How do I troubleshoot connectivity issues from Direct Connect to AWS resources?

9 minute read
0

I want to troubleshoot connectivity issues I'm having between AWS Direct Connect and AWS resources.

Short description

Direct Connect uses private, public, and transit virtual interfaces (VIF) depending on the resource that you're accessing within AWS. Connecting to AWS resources from on-premises using a Direct Connect VIF can result in multiple connectivity issues, depending upon the type of VIF that you're using.

Resolution

If the VIF you're having issues with was in use and suddenly stopped working, then complete the following steps:

Troubleshoot your connectivity issues based on your VIF type

To troubleshoot your connectivity issues, determine your VIF type and complete the following steps:

Private virtual interfaces

Private virtual interfaces are used to access resources within an Amazon Virtual Private Cloud (Amazon VPC). They access resources by using the private IP address assigned from the Amazon VPC CIDR range. If you're having issues connecting to a resource within an Amazon VPC, then complete the following steps:

1.    Check that the security group of the destination instance and the subnet network access control list (ACL) have appropriate inbound and outbound rules. Bidirectional connectivity between AWS and on-premises should be allowed depending on the source and destination IP address and port being used.

2.    Check the BGP routing configuration at the on-premises router to make sure the required routes are being directed toward AWS. If you're using route propagation on the Amazon VPC route table, then the routes should be visible on the Amazon VPC route table. Also, the correct virtual private gateway should be the target.

3.    Check that your on-premises router is receiving routes for the Amazon VPC CIDR over the BGP. Routes should be received from the AWS peer IP address associated with the Direct Connect VIF.

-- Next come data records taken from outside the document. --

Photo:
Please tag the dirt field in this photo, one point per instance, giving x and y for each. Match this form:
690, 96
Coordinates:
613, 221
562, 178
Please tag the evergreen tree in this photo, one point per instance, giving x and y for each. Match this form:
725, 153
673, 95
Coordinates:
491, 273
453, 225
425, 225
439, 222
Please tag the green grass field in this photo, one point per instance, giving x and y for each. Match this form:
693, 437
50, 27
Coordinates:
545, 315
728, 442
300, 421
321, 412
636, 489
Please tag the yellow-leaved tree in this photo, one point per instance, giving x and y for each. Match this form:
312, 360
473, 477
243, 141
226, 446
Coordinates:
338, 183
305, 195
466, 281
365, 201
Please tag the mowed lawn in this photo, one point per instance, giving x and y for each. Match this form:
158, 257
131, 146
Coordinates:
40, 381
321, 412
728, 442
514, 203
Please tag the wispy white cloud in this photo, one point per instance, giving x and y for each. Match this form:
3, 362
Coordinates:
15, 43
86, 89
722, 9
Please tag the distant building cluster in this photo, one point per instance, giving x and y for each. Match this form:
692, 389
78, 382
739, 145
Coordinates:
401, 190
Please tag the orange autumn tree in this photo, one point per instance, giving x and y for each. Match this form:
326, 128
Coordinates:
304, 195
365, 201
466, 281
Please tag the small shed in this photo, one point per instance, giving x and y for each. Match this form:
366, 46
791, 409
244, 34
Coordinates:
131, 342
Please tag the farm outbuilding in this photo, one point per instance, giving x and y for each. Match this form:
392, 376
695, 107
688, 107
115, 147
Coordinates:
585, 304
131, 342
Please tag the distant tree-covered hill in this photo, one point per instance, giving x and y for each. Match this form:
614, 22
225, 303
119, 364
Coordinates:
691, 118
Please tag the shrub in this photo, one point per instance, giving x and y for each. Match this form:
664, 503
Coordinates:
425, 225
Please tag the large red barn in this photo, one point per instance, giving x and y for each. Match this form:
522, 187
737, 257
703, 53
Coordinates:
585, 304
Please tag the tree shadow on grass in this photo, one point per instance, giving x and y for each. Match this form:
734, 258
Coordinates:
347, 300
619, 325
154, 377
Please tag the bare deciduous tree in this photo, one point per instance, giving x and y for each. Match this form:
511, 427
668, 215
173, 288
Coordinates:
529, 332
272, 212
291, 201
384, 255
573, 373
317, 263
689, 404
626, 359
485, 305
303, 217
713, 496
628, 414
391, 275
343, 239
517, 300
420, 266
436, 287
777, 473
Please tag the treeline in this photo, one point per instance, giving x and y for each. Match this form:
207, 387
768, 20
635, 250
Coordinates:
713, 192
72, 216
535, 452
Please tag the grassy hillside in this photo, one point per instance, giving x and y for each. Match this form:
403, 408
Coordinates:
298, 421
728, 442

  • If you're not receiving routes from the AWS peer IP address, then check if the virtual private gateway is associated to the correct Amazon VPC.
  • If your private VIF terminates on the Direct Connect gateway, then make sure that the correct virtual private gateway is associated with the Direct Connect gateway. Make sure that the allowed prefixes are configured to permit the Amazon VPC CIDR to be directed toward the on-premises router.

4.    Perform a traceroute from the on-premises router to the Amazon VPC instance and reverse direction as follows:

ICMP-based traceroute:

sudo traceroute -n -I <private-IP-of-EC2-instance/on-premises-host>

Note: If your on-premises router or firewall blocks ICMP-based traceroute requests, then run a TCP-based traceroute on the appropriate TCP port.

TCP-based traceroute:

sudo traceroute -n -T -p 22 <private-IP-of-EC2-instance/on-premises-host>

Note: In the preceding command, -n -T -p 22 performs a trace on port 22. You can use any port that your application is listening on.

5.    Check your traceroute results to confirm the visibility and behavior of the on-premises router and AWS peer IPs associated with your VIF.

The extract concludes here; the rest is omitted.